Пит, окруженный целым ополчением своих друзей, решил, что пора идти домой. Друзья были против, они говорили, что все бары на ипподроме еще открыты. Я с деловым видом подошел к Питу, и он извинился перед друзьями, объяснив, что дело прежде всего. Мы пошли к воротам.
– Фу! Ну и денек сегодня! – сказал Пит, вытирая лоб платком и выплевывая окурок сигары.
– День чудесный, – согласился я, внимательно глядя ему в лицо.
– Можешь убрать со своей физиономии это осуждение! Аллан, мой мальчик! Я трезв, как судья, и сам поведу свою машину домой.
– Отлично. Тогда тебе нетрудно будет ответить и на один маленький, вопрос.
– Давай!
– В каком фургоне привезли Палиндрома в Челтенхэм?
– А? Я нанял, а что?, У меня было сегодня пять скаковых лошадей. Трех я привез в своем фургоне, а для Палиндрома и для той трехлетки, на которой скакал в первой скачке Дэн, пришлось нанимать со стороны.
– Где ты его нанял?
– А в чем дело? Я знаю, фургон старенький и в пути был прокол, но лошади это не повредило, иначе Палиндром не выиграл бы скачку.

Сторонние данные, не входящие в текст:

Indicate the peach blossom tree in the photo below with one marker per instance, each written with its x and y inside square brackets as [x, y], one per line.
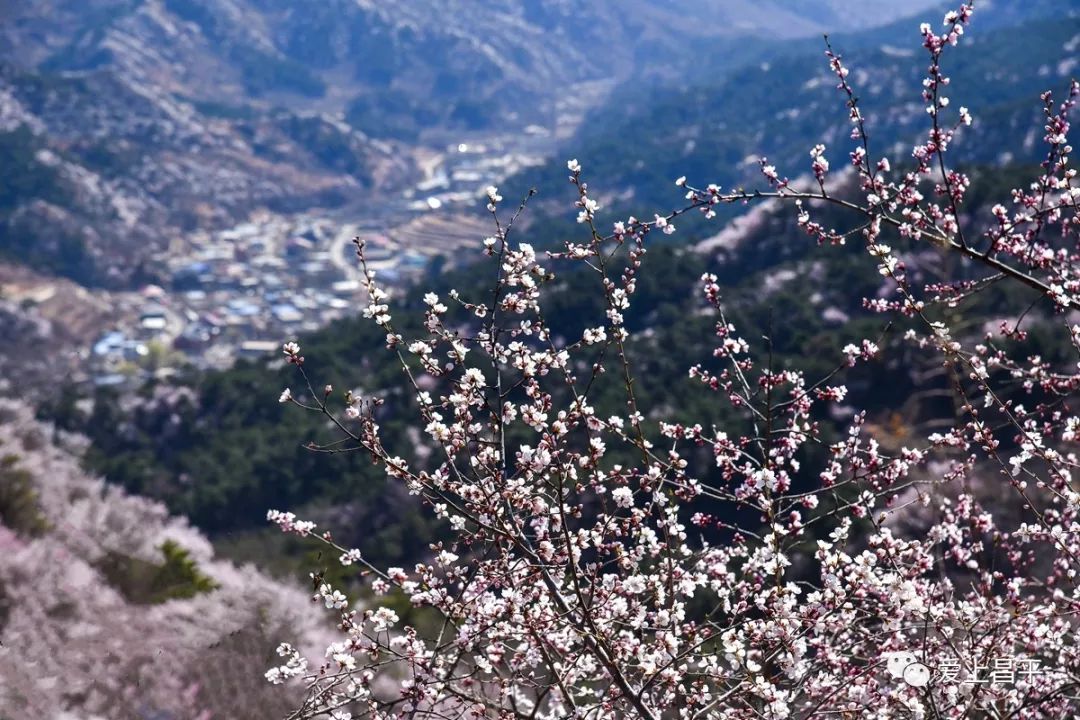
[937, 580]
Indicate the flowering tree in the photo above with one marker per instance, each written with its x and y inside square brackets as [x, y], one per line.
[937, 580]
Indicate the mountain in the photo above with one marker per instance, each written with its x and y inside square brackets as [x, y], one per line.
[137, 123]
[714, 130]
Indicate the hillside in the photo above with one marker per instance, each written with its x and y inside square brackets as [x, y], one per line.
[715, 128]
[139, 123]
[221, 449]
[95, 583]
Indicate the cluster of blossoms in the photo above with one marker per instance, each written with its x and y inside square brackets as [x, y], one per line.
[581, 584]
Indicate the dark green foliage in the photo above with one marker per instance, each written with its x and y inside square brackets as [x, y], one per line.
[24, 177]
[140, 582]
[19, 510]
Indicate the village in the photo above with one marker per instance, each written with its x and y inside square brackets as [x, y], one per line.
[239, 293]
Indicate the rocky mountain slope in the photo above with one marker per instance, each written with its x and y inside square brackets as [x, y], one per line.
[134, 122]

– Да нет, не в этом дело. Я просто хотел узнать, откуда он взялся, этот фургон?
– Если ты хочешь его купить, не стоит. Развалина.
– Пит, я не собираюсь его покупать. Скажи мне только, где ты его нанял?
– Где всегда. Фирма Литтлпетс в Стейнинге. – Он нахмурился. – Погоди-ка. Сначала они сказали, что все фургоны заказаны, но потом вдруг согласились, обещали достать, если мне все равной какой.
– Кто его вел сюда? – спросил я.
– О, обычный шофер. Он ворчал, что приходится трястись в таком старом курятнике. Он говорил, что у фирмы выбыли из строя два хороших фургона как раз на Челтенхэмской неделе, и ругал по этому поводу администрацию.
– Ты хорошо его знаешь?
– Не то чтобы очень хорошо. Знаю только, что он часто водит наемные фургоны. И вечно ворчит по какому-нибудь поводу. Но скажи наконец, почему все это важно?
– Возможно, это имеет отношение к смерти Билла Дэвидсона, – сказал я, – но пока это только догадки. Можешь ты узнать, откуда точно пригнали этот фургон? Спроси фирму, которая его нанимала. И пожалуйста, не упоминай моего имени.